Server-to-server data flows are largely unprotected in most environments; and sophisticated adversaries are already harvesting that traffic today with the intention of decrypting it later. Your backup strategy doesn’t address that. Your DR plan doesn’t either.

So who owns that problem — and have your teams even asked the question yet?

video transcript

To all my data protection and cyber resilience colleagues: when was the last time you and your teams had a serious conversation about your server-to-server data flows?

Most of us in this space spend a lot of time thinking about how data gets backed up, how it gets recovered, and increasingly; how we prevent ransomware from encrypting it into oblivion. Those are all legitimate and important questions. But there’s a gap in that thinking that I don’t hear enough people talking about.

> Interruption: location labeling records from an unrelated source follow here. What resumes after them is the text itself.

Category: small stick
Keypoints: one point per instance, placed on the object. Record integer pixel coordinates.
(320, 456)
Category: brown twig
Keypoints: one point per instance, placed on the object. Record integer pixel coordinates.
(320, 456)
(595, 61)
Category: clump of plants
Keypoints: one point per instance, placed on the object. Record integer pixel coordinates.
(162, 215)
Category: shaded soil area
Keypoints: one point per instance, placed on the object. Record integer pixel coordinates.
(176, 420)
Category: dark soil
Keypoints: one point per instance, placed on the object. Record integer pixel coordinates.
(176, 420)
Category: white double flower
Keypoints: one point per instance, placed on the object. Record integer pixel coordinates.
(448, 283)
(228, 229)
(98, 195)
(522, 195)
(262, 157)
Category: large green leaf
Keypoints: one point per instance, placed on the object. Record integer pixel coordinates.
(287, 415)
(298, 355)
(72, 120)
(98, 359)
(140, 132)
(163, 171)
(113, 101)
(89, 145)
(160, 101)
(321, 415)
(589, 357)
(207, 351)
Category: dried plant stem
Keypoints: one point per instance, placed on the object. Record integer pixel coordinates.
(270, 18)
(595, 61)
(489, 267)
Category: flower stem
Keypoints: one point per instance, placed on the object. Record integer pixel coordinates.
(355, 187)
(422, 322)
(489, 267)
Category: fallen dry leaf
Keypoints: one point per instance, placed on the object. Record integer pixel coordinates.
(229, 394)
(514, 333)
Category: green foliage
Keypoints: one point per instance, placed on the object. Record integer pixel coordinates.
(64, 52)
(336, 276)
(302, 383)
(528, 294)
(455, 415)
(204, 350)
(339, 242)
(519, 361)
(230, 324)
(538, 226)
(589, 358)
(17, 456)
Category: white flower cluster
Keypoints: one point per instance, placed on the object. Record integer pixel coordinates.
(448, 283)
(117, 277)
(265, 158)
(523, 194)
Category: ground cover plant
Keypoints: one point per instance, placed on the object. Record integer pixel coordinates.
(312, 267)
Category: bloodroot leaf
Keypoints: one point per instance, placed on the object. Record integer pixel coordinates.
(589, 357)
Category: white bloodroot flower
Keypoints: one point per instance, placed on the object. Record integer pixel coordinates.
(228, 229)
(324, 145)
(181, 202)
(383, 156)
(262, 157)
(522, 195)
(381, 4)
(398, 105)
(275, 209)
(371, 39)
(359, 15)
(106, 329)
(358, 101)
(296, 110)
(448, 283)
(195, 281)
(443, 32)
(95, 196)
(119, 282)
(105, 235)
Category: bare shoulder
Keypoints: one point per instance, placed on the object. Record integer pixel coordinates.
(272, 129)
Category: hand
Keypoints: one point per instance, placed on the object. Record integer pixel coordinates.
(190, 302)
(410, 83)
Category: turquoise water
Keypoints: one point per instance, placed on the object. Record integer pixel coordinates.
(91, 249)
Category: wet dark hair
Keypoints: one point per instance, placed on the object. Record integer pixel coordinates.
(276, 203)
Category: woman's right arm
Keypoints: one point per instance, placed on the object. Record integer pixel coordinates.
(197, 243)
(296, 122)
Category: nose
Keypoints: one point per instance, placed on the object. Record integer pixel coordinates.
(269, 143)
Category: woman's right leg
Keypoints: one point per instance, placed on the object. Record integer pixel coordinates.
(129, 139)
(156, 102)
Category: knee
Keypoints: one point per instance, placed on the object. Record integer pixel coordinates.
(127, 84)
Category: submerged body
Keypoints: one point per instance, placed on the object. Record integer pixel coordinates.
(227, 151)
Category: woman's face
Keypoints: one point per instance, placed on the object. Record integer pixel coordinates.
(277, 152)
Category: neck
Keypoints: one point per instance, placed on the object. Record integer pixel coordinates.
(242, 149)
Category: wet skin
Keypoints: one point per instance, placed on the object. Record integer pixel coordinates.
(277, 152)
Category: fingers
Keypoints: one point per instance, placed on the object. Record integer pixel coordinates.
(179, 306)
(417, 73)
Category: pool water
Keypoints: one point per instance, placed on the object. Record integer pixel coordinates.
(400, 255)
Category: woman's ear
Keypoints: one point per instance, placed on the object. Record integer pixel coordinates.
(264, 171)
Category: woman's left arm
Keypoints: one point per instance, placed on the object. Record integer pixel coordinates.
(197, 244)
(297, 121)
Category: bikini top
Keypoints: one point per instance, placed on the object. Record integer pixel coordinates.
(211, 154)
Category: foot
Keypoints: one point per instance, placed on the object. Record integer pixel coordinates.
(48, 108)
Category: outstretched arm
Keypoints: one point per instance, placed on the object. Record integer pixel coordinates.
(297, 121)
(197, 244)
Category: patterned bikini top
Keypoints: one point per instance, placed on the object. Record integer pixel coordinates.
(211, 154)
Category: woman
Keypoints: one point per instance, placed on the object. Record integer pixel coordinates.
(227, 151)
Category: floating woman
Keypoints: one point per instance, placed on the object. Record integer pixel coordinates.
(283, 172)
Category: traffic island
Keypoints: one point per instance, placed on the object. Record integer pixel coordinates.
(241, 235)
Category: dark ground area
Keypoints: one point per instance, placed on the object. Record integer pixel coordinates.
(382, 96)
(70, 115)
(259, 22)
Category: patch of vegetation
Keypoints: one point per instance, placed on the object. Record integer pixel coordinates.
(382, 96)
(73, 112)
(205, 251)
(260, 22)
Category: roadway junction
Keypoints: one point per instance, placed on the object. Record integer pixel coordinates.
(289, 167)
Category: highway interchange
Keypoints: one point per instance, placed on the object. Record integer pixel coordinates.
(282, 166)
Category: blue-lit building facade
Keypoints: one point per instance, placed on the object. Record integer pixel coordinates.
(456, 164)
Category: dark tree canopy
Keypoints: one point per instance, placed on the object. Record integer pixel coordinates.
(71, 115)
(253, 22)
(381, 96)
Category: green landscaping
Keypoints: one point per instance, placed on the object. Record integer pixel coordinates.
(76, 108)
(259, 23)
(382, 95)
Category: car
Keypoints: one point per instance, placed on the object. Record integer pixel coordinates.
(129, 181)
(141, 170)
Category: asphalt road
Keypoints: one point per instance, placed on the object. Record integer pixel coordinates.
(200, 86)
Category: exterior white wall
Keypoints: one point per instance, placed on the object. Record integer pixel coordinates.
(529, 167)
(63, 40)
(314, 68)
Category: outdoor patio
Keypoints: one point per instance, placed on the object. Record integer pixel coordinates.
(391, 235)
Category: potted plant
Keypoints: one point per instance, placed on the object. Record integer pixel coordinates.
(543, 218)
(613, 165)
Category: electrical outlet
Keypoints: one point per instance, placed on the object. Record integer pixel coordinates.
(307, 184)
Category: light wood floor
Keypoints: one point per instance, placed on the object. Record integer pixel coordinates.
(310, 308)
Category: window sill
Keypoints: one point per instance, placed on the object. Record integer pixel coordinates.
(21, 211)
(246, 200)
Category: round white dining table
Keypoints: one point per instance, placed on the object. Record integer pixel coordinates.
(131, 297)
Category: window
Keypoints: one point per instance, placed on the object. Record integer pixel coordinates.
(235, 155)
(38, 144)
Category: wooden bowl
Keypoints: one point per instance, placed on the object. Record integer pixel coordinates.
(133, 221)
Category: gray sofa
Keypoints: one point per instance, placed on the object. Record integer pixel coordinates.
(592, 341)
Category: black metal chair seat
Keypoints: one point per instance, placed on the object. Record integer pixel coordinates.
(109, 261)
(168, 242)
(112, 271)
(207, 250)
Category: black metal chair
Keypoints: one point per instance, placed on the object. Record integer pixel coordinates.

When data moves between servers — workload to workload, application to application, across your hybrid and multi-cloud environments — that traffic is largely unprotected. Not because anyone made a bad decision, but because the tools we’ve traditionally used stop at the network perimeter or the cloud provider boundary. What’s happening inside that environment, between your own systems, has been a bit of an assumed safe zone.

It’s not safe. And the threat isn’t just today’s ransomware actor grabbing what they can and running. Sophisticated adversaries are harvesting that traffic today, with the intention of unpacking and using it later — potentially sooner than most organizations are planning for. Your backup strategy doesn’t protect you from that. Your DR plan doesn’t address it either. This is a different problem.

When I look at what Certes [logo] announced around data-in-motion protection, it got me thinking about how few organizations have even asked this question internally.

So, here’s what I’d be asking if I were in an enterprise security or resilience role right now. What is actually protecting our server-to-server flows? And if the answer is “not much,” then who owns that problem — because it sits awkwardly between the network team, the security team, and the data protection team and tends to fall through the cracks.

And for those of you serving mid-market organizations through managed services; your clients are even more exposed here, because they’re typically relying on you to flag these gaps before they become material events. Most folks likely don’t have good answers to this yet — which is an indicator that more of us ought to be asking the question.